While some of these stories may seem simple from one angle, there is a lot to be found in all of them, depending on what you’re looking for. Whether you want to be simply entertained or you’re searching for answers, there’s a lot to be enjoyed in this collection.
There’s a good blend here, some being more horror whilst others being closer to fantasy. There were quite a few surprising endings too, where she either bucks the social norm, or invites us into a well known fairy-tale, then changes the ending on us. In a very good way.
A problem I generally have with short stories is that I struggle to read more than one at one, because the stories usually tangle together and get confusing after a while. I didn’t have this issue at all with ‘The Girl with No Hands’, I was able to read chunks at a time, and was only able to put it down under the thought I wanted to savour the collection and not devour it all in the one day.
At the end of the collection there are paragraphs on each, where Slatter explains the genesis of each, which I found interesting. She also says where the stories have otherwise been published, which could lead you on to other great reads.

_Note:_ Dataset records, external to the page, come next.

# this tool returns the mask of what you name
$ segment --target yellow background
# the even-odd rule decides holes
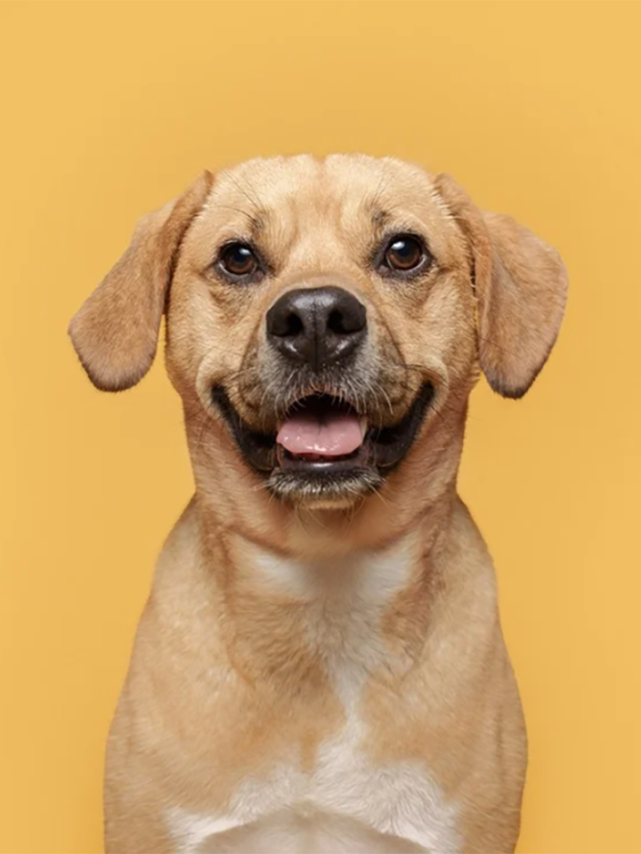
[[[101,850],[103,744],[191,490],[157,364],[101,395],[67,323],[204,166],[364,150],[456,176],[563,253],[556,349],[473,396],[531,764],[519,850],[638,852],[641,5],[0,4],[0,850]]]

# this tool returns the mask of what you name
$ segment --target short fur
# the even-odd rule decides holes
[[[425,236],[435,261],[420,279],[372,270],[389,230]],[[262,247],[264,282],[216,276],[232,238]],[[361,391],[381,423],[426,380],[434,398],[375,494],[274,499],[211,389],[275,429],[286,390],[265,313],[289,288],[337,282],[367,306]],[[118,391],[149,369],[166,310],[196,494],[158,560],[110,734],[108,852],[514,850],[525,730],[456,478],[480,371],[523,394],[565,291],[531,232],[392,158],[254,160],[142,221],[70,334],[93,383]]]

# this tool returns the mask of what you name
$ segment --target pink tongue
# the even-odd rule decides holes
[[[323,415],[293,413],[279,431],[276,441],[290,454],[317,454],[341,456],[351,454],[362,444],[358,417],[353,413]]]

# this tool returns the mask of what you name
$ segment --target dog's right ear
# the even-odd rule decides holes
[[[71,320],[71,342],[96,388],[129,389],[151,367],[181,241],[213,181],[204,172],[178,199],[142,217],[129,248]]]

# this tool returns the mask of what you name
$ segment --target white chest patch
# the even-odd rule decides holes
[[[167,825],[178,850],[461,850],[457,806],[445,801],[429,769],[418,761],[373,765],[361,747],[362,687],[387,655],[380,617],[406,583],[412,557],[411,544],[377,555],[363,568],[364,584],[336,608],[320,608],[321,620],[310,620],[310,643],[322,649],[346,717],[341,732],[320,745],[314,770],[305,772],[297,761],[284,759],[268,778],[241,784],[223,815],[169,810]],[[256,565],[290,590],[300,590],[310,575],[293,563],[279,567],[272,557],[257,556]]]

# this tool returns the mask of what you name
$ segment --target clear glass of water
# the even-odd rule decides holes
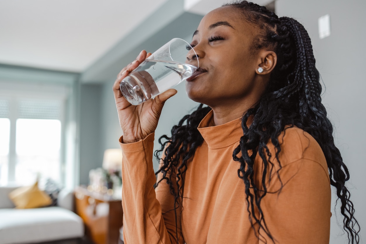
[[[197,57],[189,43],[179,38],[172,39],[121,82],[121,91],[132,105],[153,98],[191,76],[198,68]]]

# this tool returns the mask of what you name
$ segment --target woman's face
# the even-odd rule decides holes
[[[221,7],[205,16],[191,45],[200,68],[206,71],[186,82],[188,97],[212,107],[242,102],[256,92],[256,87],[263,86],[254,82],[260,58],[250,46],[256,35],[254,26],[232,7]]]

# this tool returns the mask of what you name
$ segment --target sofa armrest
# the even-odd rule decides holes
[[[0,187],[0,209],[12,209],[15,206],[9,198],[9,194],[19,186]]]
[[[66,188],[61,190],[57,198],[57,206],[74,211],[74,191]]]

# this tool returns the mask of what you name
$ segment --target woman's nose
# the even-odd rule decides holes
[[[194,51],[194,49],[192,49],[187,53],[187,59],[190,63],[193,63],[191,64],[196,64],[197,65],[198,64],[195,63],[198,63],[198,59],[202,59],[204,56],[204,53],[202,51],[198,49],[195,49]]]

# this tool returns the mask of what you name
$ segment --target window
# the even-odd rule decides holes
[[[1,181],[0,184],[3,184],[8,181],[10,135],[10,120],[7,118],[0,118],[0,180]]]
[[[64,100],[18,93],[0,94],[0,184],[61,182]]]

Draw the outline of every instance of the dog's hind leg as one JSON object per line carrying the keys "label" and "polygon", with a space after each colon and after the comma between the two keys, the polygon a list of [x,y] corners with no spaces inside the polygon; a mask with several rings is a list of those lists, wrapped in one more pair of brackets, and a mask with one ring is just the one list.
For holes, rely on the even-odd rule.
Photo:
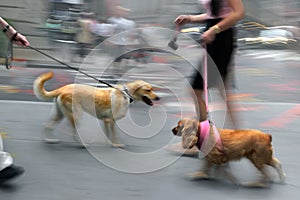
{"label": "dog's hind leg", "polygon": [[52,116],[50,119],[44,124],[44,127],[49,130],[53,130],[55,126],[61,122],[61,120],[64,118],[63,113],[61,112],[57,98],[54,99],[54,107],[52,112]]}
{"label": "dog's hind leg", "polygon": [[59,139],[54,137],[53,129],[64,118],[64,115],[63,115],[63,113],[61,112],[61,110],[58,106],[57,98],[54,99],[54,107],[53,107],[53,110],[51,112],[52,112],[52,116],[44,124],[45,136],[44,136],[43,140],[44,140],[45,143],[55,144],[55,143],[59,143],[60,141],[59,141]]}
{"label": "dog's hind leg", "polygon": [[279,162],[279,160],[275,157],[272,157],[271,162],[268,164],[270,166],[272,166],[273,168],[275,168],[279,174],[279,178],[280,178],[280,183],[285,183],[285,173],[282,170],[282,166],[281,163]]}

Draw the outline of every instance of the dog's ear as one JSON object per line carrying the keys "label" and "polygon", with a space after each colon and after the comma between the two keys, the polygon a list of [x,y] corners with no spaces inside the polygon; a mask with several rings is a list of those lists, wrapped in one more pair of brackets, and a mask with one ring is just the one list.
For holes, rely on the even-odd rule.
{"label": "dog's ear", "polygon": [[196,134],[183,134],[182,135],[182,147],[184,149],[190,149],[197,144],[198,137]]}

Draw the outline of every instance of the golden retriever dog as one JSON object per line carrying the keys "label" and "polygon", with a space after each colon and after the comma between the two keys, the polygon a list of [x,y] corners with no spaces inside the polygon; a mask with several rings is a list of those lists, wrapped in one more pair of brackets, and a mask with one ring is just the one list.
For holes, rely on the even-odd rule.
{"label": "golden retriever dog", "polygon": [[[53,72],[41,74],[34,81],[34,94],[38,99],[54,99],[55,111],[50,120],[45,124],[46,129],[52,130],[64,117],[66,117],[73,128],[75,139],[78,134],[75,123],[86,112],[100,120],[105,125],[105,134],[111,139],[115,147],[123,147],[115,133],[115,121],[123,118],[129,108],[130,99],[122,90],[126,89],[134,101],[142,101],[149,106],[152,100],[159,100],[149,83],[138,80],[118,85],[115,88],[96,88],[83,84],[69,84],[52,91],[46,91],[44,83],[53,77]],[[111,137],[110,137],[111,136]],[[59,142],[48,136],[44,139],[47,143]]]}
{"label": "golden retriever dog", "polygon": [[199,122],[190,118],[180,120],[172,132],[176,136],[182,136],[184,149],[197,146],[205,158],[203,169],[191,174],[190,178],[209,178],[212,167],[216,166],[223,170],[227,178],[239,184],[224,166],[230,161],[247,158],[262,174],[262,179],[251,186],[267,186],[271,181],[266,166],[275,168],[281,183],[285,182],[281,164],[273,156],[270,134],[259,130],[217,129],[209,121]]}

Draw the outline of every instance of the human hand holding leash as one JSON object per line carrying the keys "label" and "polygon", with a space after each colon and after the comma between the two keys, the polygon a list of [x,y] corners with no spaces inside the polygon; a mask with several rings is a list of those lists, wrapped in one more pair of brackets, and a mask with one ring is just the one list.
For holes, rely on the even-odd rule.
{"label": "human hand holding leash", "polygon": [[190,15],[179,15],[175,20],[174,23],[177,26],[183,26],[191,21]]}
{"label": "human hand holding leash", "polygon": [[12,42],[22,47],[27,47],[30,45],[27,38],[21,33],[18,33],[16,29],[10,26],[2,17],[0,17],[0,25],[3,27],[2,32],[5,33],[7,38]]}

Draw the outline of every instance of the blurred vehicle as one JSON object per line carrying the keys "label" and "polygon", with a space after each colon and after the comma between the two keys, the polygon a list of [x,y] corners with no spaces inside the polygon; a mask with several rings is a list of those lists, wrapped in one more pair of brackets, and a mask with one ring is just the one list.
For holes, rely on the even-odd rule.
{"label": "blurred vehicle", "polygon": [[187,28],[182,28],[180,33],[200,43],[201,34],[203,33],[204,30],[205,30],[205,26],[187,27]]}
{"label": "blurred vehicle", "polygon": [[258,37],[246,37],[238,39],[238,47],[270,48],[270,49],[296,49],[297,39],[291,31],[284,29],[263,29]]}

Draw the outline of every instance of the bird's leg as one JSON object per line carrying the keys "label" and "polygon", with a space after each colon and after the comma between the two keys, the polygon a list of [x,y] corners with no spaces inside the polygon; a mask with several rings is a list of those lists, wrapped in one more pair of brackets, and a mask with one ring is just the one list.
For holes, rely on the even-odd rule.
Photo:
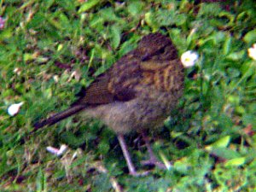
{"label": "bird's leg", "polygon": [[155,155],[154,155],[154,154],[153,152],[153,149],[151,148],[151,145],[149,143],[149,140],[148,140],[148,137],[146,132],[143,131],[142,132],[142,136],[143,136],[143,141],[145,142],[146,148],[147,148],[148,154],[149,154],[149,160],[143,160],[142,164],[143,165],[157,166],[158,167],[160,167],[161,169],[166,169],[166,166],[163,163],[161,163],[160,161],[159,161],[157,160],[157,158],[155,157]]}
{"label": "bird's leg", "polygon": [[137,175],[135,166],[131,161],[124,136],[122,134],[118,134],[118,139],[119,139],[119,144],[121,146],[125,159],[126,160],[130,174],[131,175]]}

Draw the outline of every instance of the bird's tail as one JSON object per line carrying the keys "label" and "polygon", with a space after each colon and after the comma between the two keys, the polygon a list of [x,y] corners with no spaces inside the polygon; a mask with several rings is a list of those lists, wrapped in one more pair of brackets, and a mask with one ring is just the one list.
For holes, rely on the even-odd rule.
{"label": "bird's tail", "polygon": [[77,113],[79,113],[79,111],[83,110],[85,108],[84,105],[75,105],[67,109],[66,109],[65,111],[62,111],[61,113],[58,113],[56,114],[54,114],[53,116],[46,119],[43,119],[40,120],[37,123],[35,123],[33,125],[34,127],[34,131],[37,131],[38,129],[40,129],[41,127],[44,127],[45,125],[54,125],[71,115],[73,115]]}

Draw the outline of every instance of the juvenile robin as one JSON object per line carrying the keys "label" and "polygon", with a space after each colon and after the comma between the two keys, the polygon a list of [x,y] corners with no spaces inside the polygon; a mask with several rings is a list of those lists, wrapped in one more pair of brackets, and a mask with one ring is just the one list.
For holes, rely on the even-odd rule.
{"label": "juvenile robin", "polygon": [[116,134],[130,174],[138,175],[129,154],[124,135],[141,133],[148,164],[160,165],[150,148],[146,131],[162,125],[183,95],[183,66],[169,38],[151,33],[138,47],[125,55],[84,90],[67,110],[34,125],[38,130],[71,115],[101,119]]}

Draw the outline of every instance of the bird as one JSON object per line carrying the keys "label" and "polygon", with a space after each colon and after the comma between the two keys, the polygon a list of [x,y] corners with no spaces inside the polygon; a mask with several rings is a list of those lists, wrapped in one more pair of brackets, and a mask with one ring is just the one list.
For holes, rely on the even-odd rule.
{"label": "bird", "polygon": [[137,176],[125,135],[142,135],[149,154],[147,164],[160,166],[147,137],[163,125],[183,92],[184,67],[169,37],[149,33],[105,73],[82,90],[67,110],[33,125],[34,131],[79,113],[98,119],[117,135],[129,173]]}

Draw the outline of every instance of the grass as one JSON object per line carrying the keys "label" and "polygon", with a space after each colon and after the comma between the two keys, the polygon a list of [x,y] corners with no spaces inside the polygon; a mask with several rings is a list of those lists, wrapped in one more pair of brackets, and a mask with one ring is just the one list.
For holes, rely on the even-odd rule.
{"label": "grass", "polygon": [[[256,61],[247,53],[255,9],[253,0],[0,1],[1,191],[255,191]],[[129,176],[115,135],[96,120],[30,134],[152,32],[169,36],[180,55],[201,55],[186,71],[178,109],[151,134],[171,170]],[[8,107],[20,102],[10,117]],[[126,137],[139,162],[147,154],[136,138]],[[45,149],[61,143],[62,157]]]}

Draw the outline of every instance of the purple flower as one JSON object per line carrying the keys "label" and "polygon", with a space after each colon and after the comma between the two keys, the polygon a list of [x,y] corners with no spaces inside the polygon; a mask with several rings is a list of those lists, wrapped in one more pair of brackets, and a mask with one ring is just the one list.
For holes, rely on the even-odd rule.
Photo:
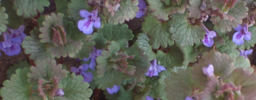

In the end though, all I really need to do is point out that there’s zombies involved. That should be enough to get anyone to read anything.
This book is published by a small independent press called ‘Ticonderoga Publications’, which used to mean it would be harder to get a hold of. Not these days! It’s available as an eBook on Kindle and also through Ingrams which means Amazon, Book Depository and Barns & Noble etc should also stock it.
This review was originally posted at SentientOnline on the 23rd July 2011.